York Festival of Ideas is just drawing to a close for another year, but this week I joined Alice Courvoisier there for the third time to deliver an evening of thought-provoking entertainment (such has always been our aim, anyway).
We were supposed to be joined by Carolyn Dougherty this time (sadly she had to pull out at the last minute) so it was much more of a straightforward lecture format than our 2016 offering on the theme of time (which mixed myths, my fiction, history of science, and some proper physics) and a complete departure from our 2015 blend of myths and stories.

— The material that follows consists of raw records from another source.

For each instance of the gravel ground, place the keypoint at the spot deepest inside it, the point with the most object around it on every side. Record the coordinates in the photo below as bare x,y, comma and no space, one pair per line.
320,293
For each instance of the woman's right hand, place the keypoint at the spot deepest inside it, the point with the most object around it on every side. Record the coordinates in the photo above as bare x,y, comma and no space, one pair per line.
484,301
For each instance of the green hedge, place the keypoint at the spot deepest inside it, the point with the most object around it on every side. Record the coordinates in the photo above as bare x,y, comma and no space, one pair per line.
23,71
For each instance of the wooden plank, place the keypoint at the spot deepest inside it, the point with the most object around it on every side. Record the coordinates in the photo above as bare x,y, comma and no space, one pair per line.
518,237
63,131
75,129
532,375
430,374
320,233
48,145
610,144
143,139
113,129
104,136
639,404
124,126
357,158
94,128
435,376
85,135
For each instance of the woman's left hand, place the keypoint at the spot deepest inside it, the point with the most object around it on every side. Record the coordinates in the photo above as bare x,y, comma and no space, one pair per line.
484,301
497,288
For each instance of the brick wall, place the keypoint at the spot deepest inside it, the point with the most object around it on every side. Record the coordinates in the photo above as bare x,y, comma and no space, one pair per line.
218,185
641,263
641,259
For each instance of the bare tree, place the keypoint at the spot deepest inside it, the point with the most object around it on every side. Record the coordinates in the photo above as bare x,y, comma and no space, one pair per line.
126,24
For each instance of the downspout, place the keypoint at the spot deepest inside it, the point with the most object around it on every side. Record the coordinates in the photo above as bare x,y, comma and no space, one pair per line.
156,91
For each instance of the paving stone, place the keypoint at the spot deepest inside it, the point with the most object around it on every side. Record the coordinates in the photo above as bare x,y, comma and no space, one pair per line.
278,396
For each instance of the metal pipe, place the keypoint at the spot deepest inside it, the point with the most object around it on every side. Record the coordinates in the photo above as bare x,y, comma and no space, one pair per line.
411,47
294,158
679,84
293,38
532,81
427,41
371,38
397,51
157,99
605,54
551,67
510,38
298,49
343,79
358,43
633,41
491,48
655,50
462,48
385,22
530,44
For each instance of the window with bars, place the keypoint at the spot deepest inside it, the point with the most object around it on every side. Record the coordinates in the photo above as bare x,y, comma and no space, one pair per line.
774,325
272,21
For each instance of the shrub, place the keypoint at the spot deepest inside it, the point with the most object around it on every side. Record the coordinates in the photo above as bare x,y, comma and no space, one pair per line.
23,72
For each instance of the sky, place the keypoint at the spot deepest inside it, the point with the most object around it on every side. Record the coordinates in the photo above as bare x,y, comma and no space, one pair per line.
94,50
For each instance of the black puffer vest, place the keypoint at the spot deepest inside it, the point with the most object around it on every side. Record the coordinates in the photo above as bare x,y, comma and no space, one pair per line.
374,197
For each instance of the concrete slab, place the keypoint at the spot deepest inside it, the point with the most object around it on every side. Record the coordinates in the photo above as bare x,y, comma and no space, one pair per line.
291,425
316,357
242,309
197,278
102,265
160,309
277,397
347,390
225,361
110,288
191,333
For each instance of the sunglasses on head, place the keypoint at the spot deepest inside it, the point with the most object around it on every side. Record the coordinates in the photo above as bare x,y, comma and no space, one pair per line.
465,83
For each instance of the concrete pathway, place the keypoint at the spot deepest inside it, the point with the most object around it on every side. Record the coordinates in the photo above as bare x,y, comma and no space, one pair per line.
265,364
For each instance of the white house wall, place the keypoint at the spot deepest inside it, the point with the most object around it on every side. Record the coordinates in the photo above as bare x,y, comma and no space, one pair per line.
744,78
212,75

Alice’s hair seems to get a bit shorter each time, but I can’t present the evidence because everyone was too engrossed to take photos this year (by which I mean, OneMonkey couldn’t make it and no-one else thinks of these things), which also means you don’t get to see the flabbergasting size of our audience. We were in a bigger venue this year, with stewards on hand to bring us coffee and supervise the Q&A (thank you to the students who gave up their time to do this) and I had a mild panic when I heard 88 tickets had been booked. They didn’t all turn up, but we still had a bigger audience than I was anticipating.
This year we were Facing the Impossible in Physics, according to the title of our talk, and (to paraphrase from my notes) we tried to get the audience thinking about science in a way they might not have thought about it before, by looking at how the notion of ‘impossible’ can change depending on when and where we are, and how the prevailing scientific view can change radically.

Kepler’s Platonic Solid model of the solar system
Between us we did an accelerated history of celestial mechanics, with me tackling the part from the dawn of time (metaphorically speaking) to Kepler in 1609, and Alice presenting Newton to Poincaré at the turn of the 20th century, which gave her an excuse to play a clip of this video illustrating the concept of the sun moving as well (because we usually see it as static, with planets whizzing round it), with some suitably grandiose music.
I talked about experimental validation and bias, thought experiments, and provisional truths, while Alice pointed out that we have to trust something, and rattled through a history of Western views on the nature of matter. As a brief overview that might sound a bit dry but the audience seemed engaged and enthusiastic, and we had to curtail the Q&A after about half an hour because we’d over-run our slot and the next guy needed to start setting his presentation up! In fact Alice and I, as well as Mark the artist (who was there to provide moral support but also to critique us in his capacity as a philosopher of science) chatted to interested members of the audience for at least a quarter of an hour outside the lecture room afterwards as well, which made me feel like we’d achieved our goal of getting people thinking. A special mention must go to the physics student who boosted my ego by asking if there was an accompanying book available downstairs at the Waterstones stand… (maybe next time).
If you were there, thank you. If not, I’ll leave you with one of my thoughts from the evening:
In this age of the distrust of experts I don’t want to imply that scientists – even long-dead astronomers – don’t know what they’re doing. But I do want to emphasize that they’re not infallible, they’re not pure objective calculating machines, and the history of science isn’t a single-track road that’s sitting there just waiting for the brambles to be hacked away so the carefree physicists can skip along it arm in arm past all the handy signposts saying ‘Truth this way’.
Sounds brilliant. Well done!
Thanks, I’m amazed both by the size of the audience and by how much people seemed to get out of it. I’ve had my love of physics rekindled as well so that’s nice!